L'editoriale

Quei morosi che dividono Comuni e Cantone

Di fatto, è capitato di rado nella storia del Ticino che non pochi Comuni grandi e piccoli si siano schierati apertamente contro una legge cantonale, rifiutandosi di applicarla
Paride Pelli
02.03.2024 06:00

Con una nuova procedura introdotta a ottobre scorso, il Consiglio di Stato obbliga i Comuni a denunciare al Ministero pubblico tutti quei morosi di cassa malati che non hanno dato seguito alla convocazione delle autorità, evitando di chiarire le proprie ragioni per il mancato pagamento dei premi e facendo sostanzialmente finta di nulla. La nuova legge ha provocato subito reazioni negative in alcuni Enti locali, che hanno deciso di non applicarla, sia perché comporta un aumento generale della burocrazia (e non se ne sentiva il bisogno, ça va sans dire) sia perché, ed è il motivo più importante, rende molto più problematico il rapporto fra il cittadino e il suo Comune, un rapporto che in Svizzera è quasi il fondamento della pace sociale. I Comuni che hanno deciso di disattendere la procedura non sono solo quelli piccoli, «dove ci si conosce tutti». Anche Lugano (dove il numero di casi di morosità ha raggiunto i 300 al mese), Chiasso, Mendrisio e Locarno stanno facendo resistenza, chi chiedendo di ripensare la legge, chi sostenendo che la procedura già esistente (convocazione con una lettera, consulenza, rapporto all’Istituto delle assicurazioni sociali) era più che sufficiente. Bellinzona ha scelto una via di mezzo: separare quelli che non possono pagare, per motivi accertati o accertabili, da quelli che non vogliono pagare, pur avendo i mezzi per farlo. I primi vanno sostenuti, per i secondi ci sarà molto meno comprensione. A nostro parere è una posizione del tutto condivisibile, anche se faticosa dal punto di vista delle indagini amministrative. Ma il caso sta diventando anche politico. Negli ultimi giorni l’UDC ha chiesto chiarimenti al Governo, attraverso una interpellanza, chiedendo una presa di posizione da parte del Consiglio di Stato e i necessari correttivi nella procedura.

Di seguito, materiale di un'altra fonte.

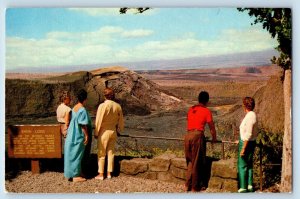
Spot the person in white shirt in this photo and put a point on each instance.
(63, 112)
(247, 142)
(108, 124)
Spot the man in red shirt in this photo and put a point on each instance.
(194, 142)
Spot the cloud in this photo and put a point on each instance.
(137, 33)
(98, 12)
(112, 44)
(65, 48)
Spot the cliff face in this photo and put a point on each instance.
(269, 107)
(136, 94)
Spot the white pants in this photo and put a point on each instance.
(106, 146)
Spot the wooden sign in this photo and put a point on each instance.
(34, 141)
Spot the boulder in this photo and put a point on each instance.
(223, 184)
(224, 168)
(168, 177)
(161, 163)
(134, 166)
(179, 163)
(148, 175)
(178, 172)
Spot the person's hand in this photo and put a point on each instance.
(86, 139)
(242, 153)
(213, 141)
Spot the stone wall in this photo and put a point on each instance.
(222, 174)
(166, 167)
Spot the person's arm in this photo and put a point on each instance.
(247, 129)
(99, 119)
(67, 119)
(86, 135)
(212, 131)
(245, 144)
(120, 127)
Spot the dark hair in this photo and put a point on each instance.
(203, 97)
(109, 93)
(81, 95)
(249, 103)
(64, 95)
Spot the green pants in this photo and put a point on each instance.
(245, 165)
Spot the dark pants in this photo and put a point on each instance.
(85, 162)
(245, 165)
(195, 152)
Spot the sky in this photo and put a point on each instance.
(39, 37)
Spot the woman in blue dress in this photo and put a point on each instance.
(77, 138)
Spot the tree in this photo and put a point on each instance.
(138, 10)
(279, 24)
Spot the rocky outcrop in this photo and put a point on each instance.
(269, 107)
(136, 94)
(221, 174)
(224, 176)
(166, 167)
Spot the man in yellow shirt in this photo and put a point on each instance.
(109, 122)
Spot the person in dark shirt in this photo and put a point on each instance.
(194, 142)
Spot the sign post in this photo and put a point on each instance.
(34, 142)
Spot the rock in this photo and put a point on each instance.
(224, 185)
(148, 175)
(179, 163)
(168, 177)
(178, 172)
(134, 166)
(161, 163)
(224, 168)
(136, 94)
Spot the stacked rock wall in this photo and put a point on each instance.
(168, 167)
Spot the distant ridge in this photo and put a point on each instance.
(261, 58)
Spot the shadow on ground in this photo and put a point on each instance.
(14, 166)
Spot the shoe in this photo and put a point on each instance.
(242, 190)
(250, 188)
(98, 177)
(79, 179)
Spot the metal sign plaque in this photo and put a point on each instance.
(34, 141)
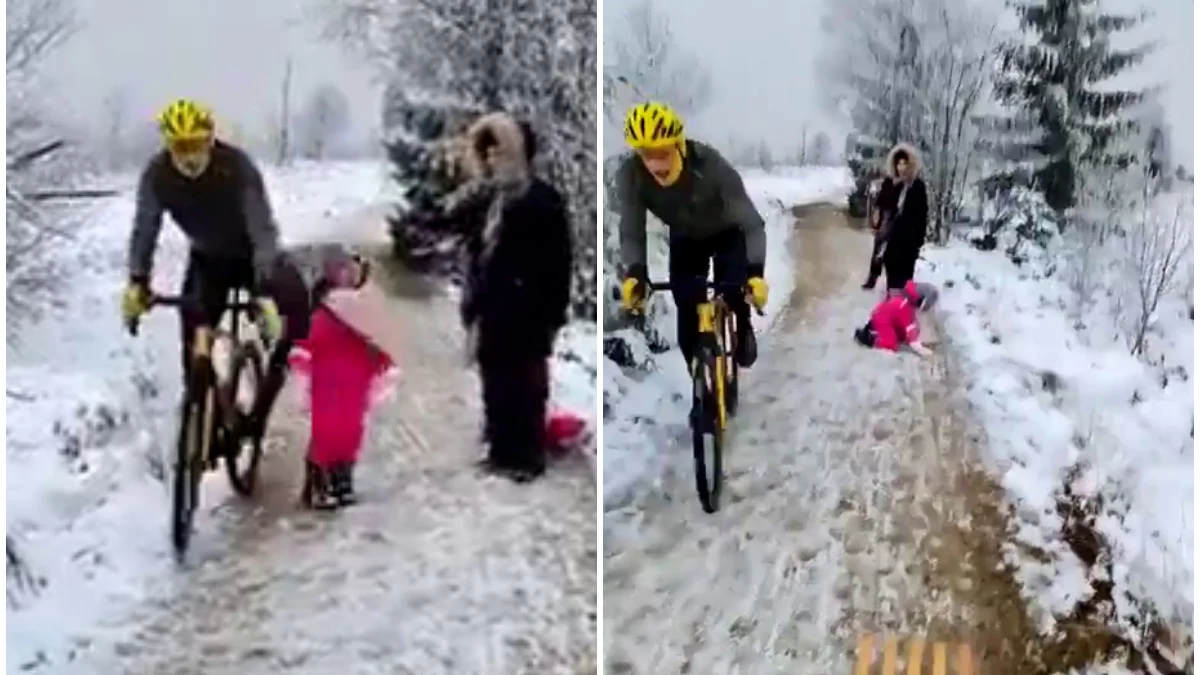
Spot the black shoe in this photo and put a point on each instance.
(747, 350)
(318, 489)
(515, 472)
(341, 483)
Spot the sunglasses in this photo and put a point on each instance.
(655, 154)
(190, 145)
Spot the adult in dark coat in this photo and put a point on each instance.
(517, 292)
(904, 211)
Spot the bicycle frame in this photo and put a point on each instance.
(711, 314)
(203, 341)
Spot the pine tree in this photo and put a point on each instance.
(425, 234)
(1063, 115)
(535, 60)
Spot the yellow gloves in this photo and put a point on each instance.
(269, 321)
(135, 302)
(633, 293)
(757, 287)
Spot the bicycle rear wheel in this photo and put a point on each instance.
(241, 460)
(707, 436)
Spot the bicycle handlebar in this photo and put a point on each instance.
(187, 303)
(654, 286)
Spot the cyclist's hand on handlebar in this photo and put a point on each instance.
(136, 300)
(269, 318)
(757, 292)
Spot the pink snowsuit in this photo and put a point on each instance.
(894, 320)
(345, 369)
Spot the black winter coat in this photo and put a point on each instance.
(904, 233)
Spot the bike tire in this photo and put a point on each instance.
(247, 358)
(729, 344)
(183, 511)
(706, 429)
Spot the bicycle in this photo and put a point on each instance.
(714, 376)
(211, 414)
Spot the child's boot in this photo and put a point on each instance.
(318, 490)
(342, 484)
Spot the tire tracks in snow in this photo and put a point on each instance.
(856, 505)
(438, 569)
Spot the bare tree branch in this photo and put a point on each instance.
(33, 29)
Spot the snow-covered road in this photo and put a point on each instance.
(438, 569)
(855, 507)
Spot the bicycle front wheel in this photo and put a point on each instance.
(707, 436)
(245, 452)
(186, 473)
(729, 345)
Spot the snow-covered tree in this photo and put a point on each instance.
(819, 151)
(1067, 112)
(917, 72)
(648, 61)
(873, 72)
(34, 154)
(535, 60)
(1157, 246)
(323, 119)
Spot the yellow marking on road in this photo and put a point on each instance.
(889, 655)
(964, 659)
(865, 655)
(916, 650)
(889, 663)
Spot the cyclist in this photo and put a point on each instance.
(701, 198)
(216, 196)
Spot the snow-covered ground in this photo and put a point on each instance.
(648, 410)
(90, 413)
(1068, 405)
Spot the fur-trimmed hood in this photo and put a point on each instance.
(889, 167)
(504, 133)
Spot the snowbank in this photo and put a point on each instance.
(647, 406)
(90, 414)
(1069, 407)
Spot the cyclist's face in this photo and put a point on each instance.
(658, 160)
(191, 156)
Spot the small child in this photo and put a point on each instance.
(348, 357)
(894, 321)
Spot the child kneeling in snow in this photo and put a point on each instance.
(894, 320)
(348, 356)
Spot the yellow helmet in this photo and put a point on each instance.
(185, 120)
(653, 125)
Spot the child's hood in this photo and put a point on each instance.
(367, 312)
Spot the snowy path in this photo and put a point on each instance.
(853, 506)
(438, 569)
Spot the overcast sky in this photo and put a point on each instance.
(762, 55)
(227, 53)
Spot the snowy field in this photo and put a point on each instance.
(648, 410)
(1069, 406)
(90, 412)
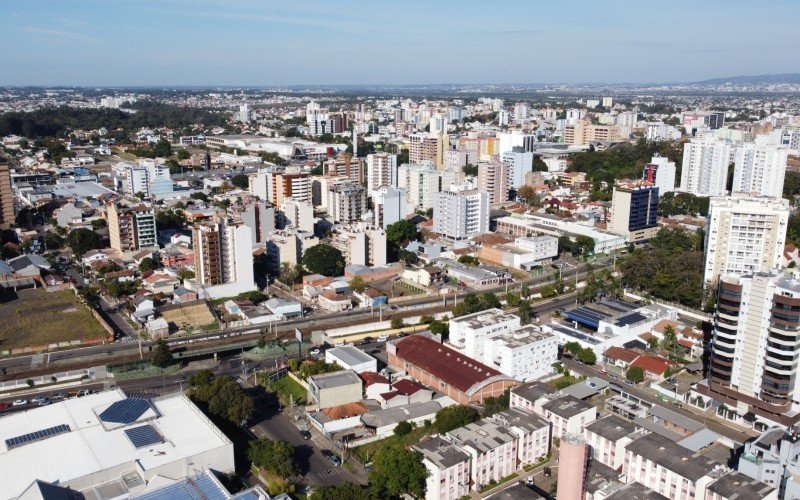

Di fatto, è capitato di rado nella storia del Ticino che non pochi Comuni grandi e piccoli si siano schierati apertamente contro una legge cantonale, rifiutandosi di applicarla. Questo è certamente un segnale che il nuovo articolo 38a del Regolamento della legge di applicazione della LAMal è stato pensato forse un po’ troppo precipitosamente, senza valutare con attenzione tutte le ripercussioni. Obbligare i Comuni «a fare la spia» e a denunciare un proprio cittadino significa di fatto intervenire, e in peggio, in un tessuto di rapporti molto delicato e in un momento dove il notevole rincaro del costo della vita, percepito da tutti o quasi, imporrebbe una sensibilità di azione più fedele alla tradizione elvetica, che non è mai stata divisiva socialmente fino a questo punto. Sia chiaro, nessuno vuole giustificare né proteggere i morosi volontari. Questi devono essere perseguiti e con velocità, anche perché quando ciò non avviene, il debito nelle casse pubbliche si allarga e siamo noi tutti a pagare per loro. Tuttavia, a nostro avviso, si poteva trovare una soluzione differente, più mirata. Queste soluzioni lineari, in tempi di crescita inarrestabile e spropositata dei premi di cassa malati, di cui ogni anno il Governo si dice «costernato» senza mettere sul tavolo provvedimenti decisivi, ci paiono, talvolta, controproducenti. Bene recuperare i fondi dove si può e dove si deve, ma ricordandosi di proteggere anche la convivenza civile e che la maggioranza è onesta e paga, o cerca di farlo in buona fede.